I have now released version 0.9.0, which solves the pseudotime issue for elpigraph! I have also included a explore_sigma function which should help choosing the right one. I have made a tutorial about its usage here. In your case it is possible that the sigma is too high, leading to a collpase of the points, but it is true that elpigraph can more reliably construct trees without too much tweaking, that is why we have included it in scFates!
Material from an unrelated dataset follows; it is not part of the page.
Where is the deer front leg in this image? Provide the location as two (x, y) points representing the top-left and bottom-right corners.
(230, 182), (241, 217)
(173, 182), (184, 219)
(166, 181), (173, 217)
Concerning the plotting issues, except for the last one which I can fix quickly, it is hard to figure out what is wrong, maybe the best would that you send me an anonymized save of your anndata object so I can have a closer look into it!

LouisFaure commented 1 year ago

I am closing this issue by letting you know that I have released version v0.9.1, where I changed the pseudotime calculation method to the one used by elpigraph itself, as it leads to better pseudotime ordering of cells (somehow my approach still was generating gaps and was collapsing cells towards principal points).

For the plotting issues feel free to open a new issue!